Chap 2: Unmanned Aircraft System (UAS) Threat
Since 2022, the rapid spread of small tactical unmanned aerial systems (UAS) and first-person-view (FPV) drones has revolutionized modern warfare, as evidenced in Ukraine. What began as limited experimentation with commercial drones has evolved into a vital component of ground combat operations. By 2025, small drones had become indispensable for reconnaissance, artillery adjustment, and precision strikes, fundamentally transforming tactics and procedures across the front. Front-line units now possess organic intelligence, surveillance, and reconnaissance (ISR) capabilities once reserved for higher headquarters, allowing them to identify, track, and engage enemy targets with unprecedented speed and accuracy.
In recent decades, unmanned aircraft systems (UAS) have been fielded in every military service, ranging from handheld micro-UAS to medium-sized tactical systems to full-grown remotely piloted aircraft (RPA). Globally, nations such as China, Russia, North Korea, and Iran have accelerated drone innovation, producing systems rivaling Western models and reshaping the modern battlefield.
Chap 3: Air & Missile Defense (AMD)
Integrating air defense artillery (ADA) assets is essential to effective counter–unmanned aircraft system (C-UAS) operations, providing a layered defense-in-depth structure against aerial threats. ADA units, as the Army’s air and missile defense (AMD) force, enable coordination of sensors, weapons, and command systems to detect, track, identify, and defeat hostile UAS. Short-range air defense (SHORAD) systems protect maneuvering and fixed forces from low-altitude threats, while high-to-medium altitude air defense (HIMAD) systems counter longer-range air and missile attacks, creating a cohesive, multidomain C-UAS network.
Chap 4: C-UAS Planning & Preparing
Countering unmanned aircraft system (UAS) threats requires an integrated approach combining Soldier actions, survivability measures, and systems ranging from handheld electromagnetic warfare (EW) tools to advanced detection and defeat technologies. Because many units lack specialized C-UAS equipment, efforts often emphasize mitigating UAS effects rather than destroying them. Effective planning synchronizes all warfighting functions within a holistic protection framework, using complementary active and passive defenses to reduce vulnerability, increase survivability, and maintain mission effectiveness against evolving aerial threats.
Protection planning is a continuous process that must include an understanding of the threats and hazards that may affect operations from the deep area back to the strategic support area. Protection capabilities are aligned to protect critical capabilities, areas, and information and mitigate effects from threats and hazards.
Chap 5: Layered Defense (Passive/Active)
Effective counter–unmanned aircraft system (C-UAS) operations require defense in depth, built through layered capabilities that overlap area and local defenses to eliminate coverage gaps. A layered approach strengthens protection by combining individual awareness, survivability measures, and collective defensive techniques to safeguard personnel and critical assets from UAS threats.

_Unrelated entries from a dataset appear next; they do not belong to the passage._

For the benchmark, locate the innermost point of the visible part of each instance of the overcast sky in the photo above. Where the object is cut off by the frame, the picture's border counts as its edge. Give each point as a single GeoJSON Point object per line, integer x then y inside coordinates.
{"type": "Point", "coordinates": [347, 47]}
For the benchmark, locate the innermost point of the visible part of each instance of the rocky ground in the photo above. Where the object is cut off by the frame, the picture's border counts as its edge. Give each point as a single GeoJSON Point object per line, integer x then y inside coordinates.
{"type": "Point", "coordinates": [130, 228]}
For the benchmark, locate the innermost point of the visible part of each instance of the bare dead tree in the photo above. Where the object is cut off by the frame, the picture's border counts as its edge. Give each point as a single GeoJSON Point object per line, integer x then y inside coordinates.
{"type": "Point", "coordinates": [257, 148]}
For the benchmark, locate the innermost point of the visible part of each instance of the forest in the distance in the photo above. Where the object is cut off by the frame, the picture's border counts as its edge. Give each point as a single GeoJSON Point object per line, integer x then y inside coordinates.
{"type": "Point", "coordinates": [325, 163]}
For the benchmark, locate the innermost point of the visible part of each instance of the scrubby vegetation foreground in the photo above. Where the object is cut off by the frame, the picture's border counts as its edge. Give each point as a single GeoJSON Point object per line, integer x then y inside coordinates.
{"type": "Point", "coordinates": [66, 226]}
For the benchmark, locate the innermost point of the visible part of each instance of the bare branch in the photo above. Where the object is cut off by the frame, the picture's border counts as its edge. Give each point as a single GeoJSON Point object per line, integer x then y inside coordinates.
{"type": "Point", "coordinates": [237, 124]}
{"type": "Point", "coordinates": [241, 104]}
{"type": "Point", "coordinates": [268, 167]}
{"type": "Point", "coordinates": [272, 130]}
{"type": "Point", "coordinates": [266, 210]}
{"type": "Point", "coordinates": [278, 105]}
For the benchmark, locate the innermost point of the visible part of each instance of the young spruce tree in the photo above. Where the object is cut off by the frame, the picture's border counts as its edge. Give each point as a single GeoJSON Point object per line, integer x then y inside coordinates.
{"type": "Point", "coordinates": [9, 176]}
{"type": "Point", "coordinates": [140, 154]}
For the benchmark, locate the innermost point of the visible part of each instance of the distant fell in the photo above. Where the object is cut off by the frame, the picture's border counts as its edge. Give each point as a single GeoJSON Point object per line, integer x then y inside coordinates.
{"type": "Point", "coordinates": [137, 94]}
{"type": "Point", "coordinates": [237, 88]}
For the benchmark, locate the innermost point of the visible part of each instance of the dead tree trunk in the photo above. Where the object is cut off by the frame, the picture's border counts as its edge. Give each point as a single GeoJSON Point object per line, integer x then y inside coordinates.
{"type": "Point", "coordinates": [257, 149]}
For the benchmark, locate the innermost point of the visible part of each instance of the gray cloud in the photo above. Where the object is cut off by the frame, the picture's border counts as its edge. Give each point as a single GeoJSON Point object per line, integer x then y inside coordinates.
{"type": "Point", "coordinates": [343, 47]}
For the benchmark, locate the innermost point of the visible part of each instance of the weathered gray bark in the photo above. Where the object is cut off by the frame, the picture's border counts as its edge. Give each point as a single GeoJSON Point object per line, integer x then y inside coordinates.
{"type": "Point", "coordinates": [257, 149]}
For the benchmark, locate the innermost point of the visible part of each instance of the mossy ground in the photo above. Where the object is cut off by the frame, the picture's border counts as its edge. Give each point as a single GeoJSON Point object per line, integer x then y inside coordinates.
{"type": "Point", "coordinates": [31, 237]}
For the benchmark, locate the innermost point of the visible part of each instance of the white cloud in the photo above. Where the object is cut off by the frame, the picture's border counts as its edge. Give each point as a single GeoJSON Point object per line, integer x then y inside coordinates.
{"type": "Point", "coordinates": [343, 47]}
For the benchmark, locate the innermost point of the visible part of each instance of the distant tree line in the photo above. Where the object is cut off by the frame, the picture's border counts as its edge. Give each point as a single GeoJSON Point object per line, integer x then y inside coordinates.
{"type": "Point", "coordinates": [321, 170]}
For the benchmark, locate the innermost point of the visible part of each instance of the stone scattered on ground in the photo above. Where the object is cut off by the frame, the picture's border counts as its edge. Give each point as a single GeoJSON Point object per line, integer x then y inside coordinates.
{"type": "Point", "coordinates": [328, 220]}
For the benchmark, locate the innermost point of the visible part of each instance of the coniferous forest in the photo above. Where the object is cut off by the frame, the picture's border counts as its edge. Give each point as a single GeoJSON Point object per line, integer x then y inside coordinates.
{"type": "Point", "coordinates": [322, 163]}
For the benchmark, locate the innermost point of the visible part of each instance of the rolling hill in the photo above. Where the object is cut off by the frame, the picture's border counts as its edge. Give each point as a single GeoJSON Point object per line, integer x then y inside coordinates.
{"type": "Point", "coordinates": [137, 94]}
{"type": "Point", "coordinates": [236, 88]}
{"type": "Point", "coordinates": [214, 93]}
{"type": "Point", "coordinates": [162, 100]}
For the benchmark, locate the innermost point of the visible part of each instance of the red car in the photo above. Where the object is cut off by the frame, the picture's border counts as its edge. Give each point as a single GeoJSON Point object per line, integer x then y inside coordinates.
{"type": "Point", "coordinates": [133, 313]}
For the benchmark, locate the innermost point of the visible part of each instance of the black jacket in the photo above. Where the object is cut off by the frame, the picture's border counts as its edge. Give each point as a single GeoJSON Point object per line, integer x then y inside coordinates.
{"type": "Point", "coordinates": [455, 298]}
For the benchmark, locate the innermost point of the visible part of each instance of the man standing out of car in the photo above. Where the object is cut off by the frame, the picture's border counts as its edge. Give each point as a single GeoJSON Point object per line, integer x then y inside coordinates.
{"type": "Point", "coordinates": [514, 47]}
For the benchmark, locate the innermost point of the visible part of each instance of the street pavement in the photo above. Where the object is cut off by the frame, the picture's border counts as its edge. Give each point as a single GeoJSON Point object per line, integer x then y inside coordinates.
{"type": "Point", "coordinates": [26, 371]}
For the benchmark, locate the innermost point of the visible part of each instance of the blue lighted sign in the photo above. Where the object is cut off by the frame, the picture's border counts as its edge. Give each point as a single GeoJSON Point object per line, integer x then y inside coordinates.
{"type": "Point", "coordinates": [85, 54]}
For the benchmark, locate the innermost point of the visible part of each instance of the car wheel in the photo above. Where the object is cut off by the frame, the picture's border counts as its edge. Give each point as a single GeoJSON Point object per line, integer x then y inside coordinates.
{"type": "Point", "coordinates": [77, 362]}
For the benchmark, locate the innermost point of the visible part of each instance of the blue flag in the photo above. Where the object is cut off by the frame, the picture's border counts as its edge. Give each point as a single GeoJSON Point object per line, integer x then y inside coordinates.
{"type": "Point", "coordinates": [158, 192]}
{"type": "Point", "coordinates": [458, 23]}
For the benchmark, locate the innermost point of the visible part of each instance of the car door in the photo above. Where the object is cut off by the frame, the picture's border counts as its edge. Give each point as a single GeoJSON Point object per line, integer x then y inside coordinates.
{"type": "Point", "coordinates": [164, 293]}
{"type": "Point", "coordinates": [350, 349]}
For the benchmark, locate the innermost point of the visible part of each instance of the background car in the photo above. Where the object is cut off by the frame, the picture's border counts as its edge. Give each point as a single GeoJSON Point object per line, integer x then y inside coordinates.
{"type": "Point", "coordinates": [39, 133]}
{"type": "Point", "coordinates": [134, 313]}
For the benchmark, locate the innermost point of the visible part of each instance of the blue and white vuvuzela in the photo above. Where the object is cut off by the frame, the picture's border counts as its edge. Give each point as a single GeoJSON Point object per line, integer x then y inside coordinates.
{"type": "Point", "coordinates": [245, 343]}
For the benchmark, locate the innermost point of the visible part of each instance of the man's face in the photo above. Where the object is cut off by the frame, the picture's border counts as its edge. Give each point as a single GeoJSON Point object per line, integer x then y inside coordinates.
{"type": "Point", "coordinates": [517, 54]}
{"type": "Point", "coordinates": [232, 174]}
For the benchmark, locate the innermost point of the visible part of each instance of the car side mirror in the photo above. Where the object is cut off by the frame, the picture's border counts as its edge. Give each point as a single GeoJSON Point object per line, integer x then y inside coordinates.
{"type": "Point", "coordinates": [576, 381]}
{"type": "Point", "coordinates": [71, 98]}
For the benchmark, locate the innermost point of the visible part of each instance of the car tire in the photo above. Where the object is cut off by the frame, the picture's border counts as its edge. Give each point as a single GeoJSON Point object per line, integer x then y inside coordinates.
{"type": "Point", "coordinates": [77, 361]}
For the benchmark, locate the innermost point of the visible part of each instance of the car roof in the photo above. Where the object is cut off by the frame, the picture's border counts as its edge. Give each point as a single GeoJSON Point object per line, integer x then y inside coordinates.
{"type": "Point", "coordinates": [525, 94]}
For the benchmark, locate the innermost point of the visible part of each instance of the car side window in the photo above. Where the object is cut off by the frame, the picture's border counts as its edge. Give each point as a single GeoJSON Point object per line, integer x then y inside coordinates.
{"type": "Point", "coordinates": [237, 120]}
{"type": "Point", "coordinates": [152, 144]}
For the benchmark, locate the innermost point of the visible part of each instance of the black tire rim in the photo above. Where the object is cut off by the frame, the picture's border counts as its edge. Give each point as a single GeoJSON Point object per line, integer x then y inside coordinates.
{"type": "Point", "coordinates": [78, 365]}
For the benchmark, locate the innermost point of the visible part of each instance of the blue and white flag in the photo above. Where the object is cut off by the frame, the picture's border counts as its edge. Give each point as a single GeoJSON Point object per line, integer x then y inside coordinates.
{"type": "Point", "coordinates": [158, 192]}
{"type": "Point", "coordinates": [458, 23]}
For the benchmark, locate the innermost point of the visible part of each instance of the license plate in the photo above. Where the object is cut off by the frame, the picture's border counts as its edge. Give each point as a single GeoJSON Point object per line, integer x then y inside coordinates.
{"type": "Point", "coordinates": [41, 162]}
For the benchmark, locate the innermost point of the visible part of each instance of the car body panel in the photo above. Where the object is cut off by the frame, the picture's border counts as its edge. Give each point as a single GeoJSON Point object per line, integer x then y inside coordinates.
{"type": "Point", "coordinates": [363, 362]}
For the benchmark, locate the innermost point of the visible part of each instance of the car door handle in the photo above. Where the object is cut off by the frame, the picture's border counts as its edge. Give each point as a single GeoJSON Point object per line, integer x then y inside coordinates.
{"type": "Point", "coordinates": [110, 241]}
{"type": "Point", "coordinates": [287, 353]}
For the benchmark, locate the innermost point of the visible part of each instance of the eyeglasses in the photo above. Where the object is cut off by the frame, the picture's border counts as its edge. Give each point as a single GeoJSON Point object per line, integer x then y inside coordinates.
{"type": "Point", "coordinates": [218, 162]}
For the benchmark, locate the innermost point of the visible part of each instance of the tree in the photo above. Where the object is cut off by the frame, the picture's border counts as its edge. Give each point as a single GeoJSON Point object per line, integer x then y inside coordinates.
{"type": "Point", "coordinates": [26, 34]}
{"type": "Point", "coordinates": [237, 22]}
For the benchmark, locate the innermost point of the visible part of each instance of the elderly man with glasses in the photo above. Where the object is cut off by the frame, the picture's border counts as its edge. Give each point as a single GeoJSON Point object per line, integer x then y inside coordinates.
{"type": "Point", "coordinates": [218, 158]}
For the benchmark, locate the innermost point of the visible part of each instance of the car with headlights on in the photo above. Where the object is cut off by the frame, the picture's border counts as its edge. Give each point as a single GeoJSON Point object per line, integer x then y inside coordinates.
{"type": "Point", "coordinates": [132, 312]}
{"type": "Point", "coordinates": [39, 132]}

Commanders must integrate both passive and active measures within C-UAS planning to ensure redundancy, mutual support, and complementary coverage. Active measures deny enemy initiative, while passive measures reduce vulnerability and mitigate effects. Layered defenses increase in density as UAS threats approach protected areas, requiring coordination and co-location of sensors, weapons, and systems to close dead spaces.
Chap 6: Engagement Operations & Techniques (Execution)
Ground and aerial sensors provide airspace surveillance and early warning, feeding vertically and horizontally integrated kill chains. Engagement authorities select the “best shooter” to achieve keep-out ranges and altitudes, coordinating AMD C2 to defeat threats while minimizing fratricide. ADA defends ballistic and cruise missiles, hypersonics, manned aircraft and UAS. Non-ADA units must supplement defenses with organic weapons and C-sUAS; engagements, lethal or non-lethal, use the best system per ROE, enabled by detection. ADA defends ballistic and cruise missiles, hypersonics, manned aircraft and UAS. Non-ADA units must supplement defenses with organic weapons and C-sUAS; engagements, lethal or non-lethal, use the best system per ROE, enabled by detection.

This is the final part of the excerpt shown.